The Tennessean has done the Internet a great service by compiling some of the weirdest bills Tennessee legislators are filing at the buzzer before the deadline Thursday for filing bills in the state legislature.
The one that got my attention is a resolution introduced by state Rep. James “Micah” Van Huss that would amend the state constitution to state: “We recognize that our liberties do not come from governments, but from Almighty God, our Creator and Savior.”
Now, James “Micah” Van Huss seems like a nice enough guy. Mid-30s, former Marine, hailing from the middle of Appalachia. What distinguishes him, though, is a peculiar focus on firearms. In the current legislative session, in fact, he’s introduced four bills about them.
The most amusing one would designate the Barrett Model 82A1 rifle as “the official state firearm.” This is no hunting rifle, mind you. It’s a semi-automatic “dimensioned for both civilian and military ammunition.” I’m not sure why this particular semi-automatic weapon strikes Van Huss’s fancy, but it sure isn’t hanging over many fireplaces.
Incidentally, the Tennesseean notes that the state wild animal is the raccoon. You could sure make mincemeat out of one of those varmints with an 82A1, I bet.
More substantively, Van Huss also has introduced a bill allowing anyone to carry a weapon with no need for a permit (should we call that the Adam Lanza Jared Loughner Act?); a bill creating a “Second Amendment tax-free weekend for sales of firearms” and ammo; and, best of all, a bill that would require property owners wishing to ban weapons on their premises to conform to extremely precise phrasing, measurements, and pictorial representations on their “No Weapons Allowed” signs. I am not making this up.
Reading between the lines here, I wonder if one of the God-given liberties Van Huss is referring to in his new resolution is the right to bear arms. That would be convenient, since the Second Amendment was never meant to be an individual right in the first place. But perhaps God’s version is.
Or maybe Van Huss is making a point about religious liberty here—the new, religious right variety, that is. The thinking would be, the state can try to force me to obey anti-discrimination laws, but my religious liberty comes from God, so I am fully justified in turning those gay guys away from my restaurant. No one can take that precious liberty away.
As a rabbi who also holds a Ph.D. in religion, I am, however, a bit mystified about where these “liberties” might be mentioned in the Bible. The Bible has a whole lot of responsibilities, to be sure: Be fruitful and multiply, don’t kill, love thy neighbor. Judaism has 613 of these commandments—so many, in fact, that Jesus (and St. Paul) said there’s no way to keep them all, so it’s better to rely on grace and love anyway.
But liberties? The only one that comes to mind is “You are free to eat of any tree in the Garden, but you must not eat from the tree of the knowledge of good and evil.” And we all know how well that worked out.
Free speech, maybe? The third commandment (no swearing in vain) rules that out. How about freedom of religion? Definitely not; God requires the Israelites to annihilate all pagan ritual (Exodus 34:13) and personally smites Aaron’s sons when they engage in it. (Leviticus 10:2)
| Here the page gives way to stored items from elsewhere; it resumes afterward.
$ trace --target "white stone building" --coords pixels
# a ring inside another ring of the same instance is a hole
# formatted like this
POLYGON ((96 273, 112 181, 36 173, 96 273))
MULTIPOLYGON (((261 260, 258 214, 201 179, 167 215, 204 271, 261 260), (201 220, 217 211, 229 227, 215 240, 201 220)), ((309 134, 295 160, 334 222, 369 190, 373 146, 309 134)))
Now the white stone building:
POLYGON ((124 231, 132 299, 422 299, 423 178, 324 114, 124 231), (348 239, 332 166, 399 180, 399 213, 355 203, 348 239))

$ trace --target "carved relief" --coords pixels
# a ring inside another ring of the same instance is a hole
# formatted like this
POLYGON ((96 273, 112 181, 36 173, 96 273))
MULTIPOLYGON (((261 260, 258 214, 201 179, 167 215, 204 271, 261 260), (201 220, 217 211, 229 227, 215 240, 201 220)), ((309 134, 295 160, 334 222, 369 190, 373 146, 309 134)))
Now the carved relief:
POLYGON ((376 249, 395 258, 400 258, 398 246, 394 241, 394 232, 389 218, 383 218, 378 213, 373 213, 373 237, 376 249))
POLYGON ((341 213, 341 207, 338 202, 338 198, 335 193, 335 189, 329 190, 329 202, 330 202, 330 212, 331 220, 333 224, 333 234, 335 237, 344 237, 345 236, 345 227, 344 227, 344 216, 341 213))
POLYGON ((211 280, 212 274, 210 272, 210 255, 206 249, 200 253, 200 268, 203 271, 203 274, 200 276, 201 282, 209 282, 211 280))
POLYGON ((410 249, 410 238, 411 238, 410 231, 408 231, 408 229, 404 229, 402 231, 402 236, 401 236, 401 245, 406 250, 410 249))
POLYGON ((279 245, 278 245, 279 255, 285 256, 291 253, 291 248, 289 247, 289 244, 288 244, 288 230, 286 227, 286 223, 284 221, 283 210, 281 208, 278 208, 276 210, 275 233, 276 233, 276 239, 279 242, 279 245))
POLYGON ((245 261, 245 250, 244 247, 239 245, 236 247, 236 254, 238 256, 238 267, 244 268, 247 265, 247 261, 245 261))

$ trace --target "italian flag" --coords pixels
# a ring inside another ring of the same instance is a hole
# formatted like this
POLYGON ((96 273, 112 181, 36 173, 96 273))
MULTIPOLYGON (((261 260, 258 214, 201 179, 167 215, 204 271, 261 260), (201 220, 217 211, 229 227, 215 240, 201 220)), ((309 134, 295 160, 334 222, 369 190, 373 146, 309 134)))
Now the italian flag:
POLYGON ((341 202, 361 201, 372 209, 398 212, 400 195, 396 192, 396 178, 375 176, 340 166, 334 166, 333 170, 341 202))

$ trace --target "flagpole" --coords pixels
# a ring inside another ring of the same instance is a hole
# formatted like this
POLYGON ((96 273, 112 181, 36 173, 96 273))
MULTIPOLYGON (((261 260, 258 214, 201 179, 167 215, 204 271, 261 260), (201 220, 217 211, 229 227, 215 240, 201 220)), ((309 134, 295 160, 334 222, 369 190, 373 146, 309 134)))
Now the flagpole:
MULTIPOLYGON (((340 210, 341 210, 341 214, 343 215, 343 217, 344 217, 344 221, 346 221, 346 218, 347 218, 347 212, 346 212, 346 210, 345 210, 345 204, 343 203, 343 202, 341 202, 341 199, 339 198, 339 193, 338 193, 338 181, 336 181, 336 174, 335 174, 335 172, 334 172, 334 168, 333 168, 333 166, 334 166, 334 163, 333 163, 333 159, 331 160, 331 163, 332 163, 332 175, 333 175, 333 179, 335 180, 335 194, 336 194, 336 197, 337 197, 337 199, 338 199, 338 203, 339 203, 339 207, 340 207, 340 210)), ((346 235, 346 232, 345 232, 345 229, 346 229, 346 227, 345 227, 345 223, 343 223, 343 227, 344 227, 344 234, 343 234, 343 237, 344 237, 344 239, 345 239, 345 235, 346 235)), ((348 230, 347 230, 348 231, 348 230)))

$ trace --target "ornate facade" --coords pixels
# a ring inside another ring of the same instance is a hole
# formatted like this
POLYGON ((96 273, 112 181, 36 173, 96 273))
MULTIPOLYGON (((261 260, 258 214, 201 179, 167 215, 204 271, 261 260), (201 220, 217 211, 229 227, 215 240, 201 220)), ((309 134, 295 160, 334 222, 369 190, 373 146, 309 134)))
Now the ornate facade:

In short, I can’t think of any specifically contested civil liberties that are given by God—at least, not the God of the Bible, whom I assume Van Huss has in mind. Sure, basic human rights—but rights aren’t the same as liberties, and anyway, that would cut the wrong way for conservatives like Van Huss. If God has endowed me with inalienable rights to life, liberty, and the pursuit of happiness, isn’t turning me away from your restaurant a violation of my basic, God-given rights?
Now, I don’t mean to pick on Van Huss too much. (Well, maybe I do.) There are plenty of other weird bills coming out of Tennessee. Why, state Rep. Jerry Sexton wants to make the Bible “the official state book.” Maybe he and Van Huss should get together. They could fulfill Johnny Cash’s immortal line (actually written by Bono) “I went out walking, with a Bible and a gun.”
And liberals are having their fun, too, with measures that would allow medical marijuana and abolish the death penalty—bills that stand about as much chance of passing as that raccoon has of surviving an assault from an 82A1.
But it’s the religious bills—Van Huss’s and Sexton’s in particular—that stand out. Tennessee is a profoundly religious, and specifically Christian, place. Eighty-two percent of its population identifies as Christian. Seven Protestant denominations are headquartered in the state, including the Southern Baptist Convention. So while many conservative Christians may indeed feel embattled, and may indeed be losing the battle for American morality, it’s hard to make that case in Tennessee.
Which is probably what this is really about. From slavery to same-sex marriage, states’ rights have long been the bastion of conservative resistance to social change. Enshrining God in the state constitution and making the Bible the official book of Tennessee are two symbolic ways to say Tennessee is different; that the world may be changing, but that Tennessee is not. These bills may be silly, but they are also sincere acts of resistance to societal change.
And lest we take these local legislators too lightly, let’s remember that they’ve got semi-automatic weapons to back them up.